FOB45
Little King
749 Metropolitan Avenue, Williamsburg

The night I went to Little King, I lost my favorite ring. This is not the kind of event I had predicted for the evening—the kind where, due to the waterfall drinking you do, and the all-encompassing socializing that follows, you lose track of time, and the things you brought with you.

This handkerchief-sized bar—which opened last fall with a full liquor license and a kitchen that makes above average small plates—looks like a cross between a pub inside a castle (black and white check floors), an Art Deco hideout (a brass door entrance, strong geometric fixtures) and an English country home (storm-blue wainscot wall paneling). It appears to be the kind of place that wants you to quietly discuss your day while you sip cocktails and nibble on scallop crudo with a side of fries.

And, it is not not that kind of place. But I went to Little King the night before my friend embarked on a petrifying 28-day stretch without alcohol—”Dry February,” as the kids call it. So, being honest with ourselves, we acknowledged that, when two of our friends joined, there was a chance the night could devolve from casual bar conversation at 7:00 p.m., with a couple of Big Queens (bourbon, Carpano, brandy, Batavia with cinnamon and bitters), to a full-on splay of people across banquettes (which exist in the color aqua, invitingly, along the periphery), at 2:00 a.m., Victoria lagers dangling in hand.

The beauty of that night, and of the bar itself, is that it was—that it is—very much both of these realities. Little King allows you to be regal however you prefer: self-contained, with refined tastes, or an indiscriminate consumer of drink and good times. Either way, they’ll keep you around.
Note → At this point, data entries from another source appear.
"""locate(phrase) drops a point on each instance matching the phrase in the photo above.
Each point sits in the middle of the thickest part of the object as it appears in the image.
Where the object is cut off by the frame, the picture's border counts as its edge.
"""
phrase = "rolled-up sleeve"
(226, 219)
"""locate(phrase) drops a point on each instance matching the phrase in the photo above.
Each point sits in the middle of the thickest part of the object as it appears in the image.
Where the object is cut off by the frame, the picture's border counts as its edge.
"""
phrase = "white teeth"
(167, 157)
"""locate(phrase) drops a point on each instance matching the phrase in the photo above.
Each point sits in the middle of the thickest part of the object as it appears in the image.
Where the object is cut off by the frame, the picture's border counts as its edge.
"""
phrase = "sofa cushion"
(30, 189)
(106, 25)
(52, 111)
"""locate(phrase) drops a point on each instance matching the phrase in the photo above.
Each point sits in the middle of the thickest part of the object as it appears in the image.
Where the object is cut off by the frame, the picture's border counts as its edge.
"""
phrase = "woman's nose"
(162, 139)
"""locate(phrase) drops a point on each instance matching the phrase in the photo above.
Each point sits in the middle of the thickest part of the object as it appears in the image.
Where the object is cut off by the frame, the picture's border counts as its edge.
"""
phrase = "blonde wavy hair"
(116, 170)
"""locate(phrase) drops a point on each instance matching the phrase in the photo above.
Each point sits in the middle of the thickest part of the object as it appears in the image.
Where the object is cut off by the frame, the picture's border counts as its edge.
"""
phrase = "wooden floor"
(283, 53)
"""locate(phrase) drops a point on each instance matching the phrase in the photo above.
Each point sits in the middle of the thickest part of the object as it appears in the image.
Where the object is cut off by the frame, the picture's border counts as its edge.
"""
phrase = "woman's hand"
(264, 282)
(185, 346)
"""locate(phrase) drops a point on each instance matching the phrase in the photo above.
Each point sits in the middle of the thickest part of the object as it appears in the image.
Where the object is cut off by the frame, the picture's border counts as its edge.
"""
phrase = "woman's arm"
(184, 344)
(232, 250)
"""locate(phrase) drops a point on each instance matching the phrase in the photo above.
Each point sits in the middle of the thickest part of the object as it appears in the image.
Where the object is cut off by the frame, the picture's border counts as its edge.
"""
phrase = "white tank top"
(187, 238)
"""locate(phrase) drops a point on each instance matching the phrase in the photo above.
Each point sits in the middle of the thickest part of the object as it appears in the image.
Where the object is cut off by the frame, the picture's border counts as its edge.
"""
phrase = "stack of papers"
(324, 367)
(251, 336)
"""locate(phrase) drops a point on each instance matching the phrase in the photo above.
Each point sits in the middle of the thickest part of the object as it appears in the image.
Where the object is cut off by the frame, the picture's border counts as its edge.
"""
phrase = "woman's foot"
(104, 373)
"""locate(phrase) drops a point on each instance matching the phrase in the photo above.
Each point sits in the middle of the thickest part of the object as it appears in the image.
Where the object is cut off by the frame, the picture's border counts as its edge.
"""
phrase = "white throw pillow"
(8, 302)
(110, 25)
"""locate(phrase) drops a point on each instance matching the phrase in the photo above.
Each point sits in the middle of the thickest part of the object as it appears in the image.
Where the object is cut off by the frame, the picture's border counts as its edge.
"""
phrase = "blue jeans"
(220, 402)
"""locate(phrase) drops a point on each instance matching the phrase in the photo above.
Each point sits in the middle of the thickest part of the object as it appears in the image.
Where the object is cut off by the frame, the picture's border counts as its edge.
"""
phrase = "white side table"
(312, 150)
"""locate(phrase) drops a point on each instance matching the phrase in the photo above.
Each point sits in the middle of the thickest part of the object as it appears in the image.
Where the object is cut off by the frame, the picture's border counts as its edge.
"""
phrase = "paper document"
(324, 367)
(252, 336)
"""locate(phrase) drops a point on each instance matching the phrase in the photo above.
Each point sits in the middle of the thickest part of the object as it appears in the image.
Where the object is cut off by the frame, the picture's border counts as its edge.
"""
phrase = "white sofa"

As stated, our evening veered toward scenario number two, and the next morning I realized I’d lost my gold ring in the midst of it. No problem, I thought, it was a sacrifice to the gods of lost but very sweet New York City nights. On a whim, I returned a week later and inquired after it. A glint of recognition appeared in the bartender’s eye. He went to the cash register, and presented it to me. 

“It was my favorite ring,” I told him, in disbelief.

“Now it can be your favorite bar, too,” he said.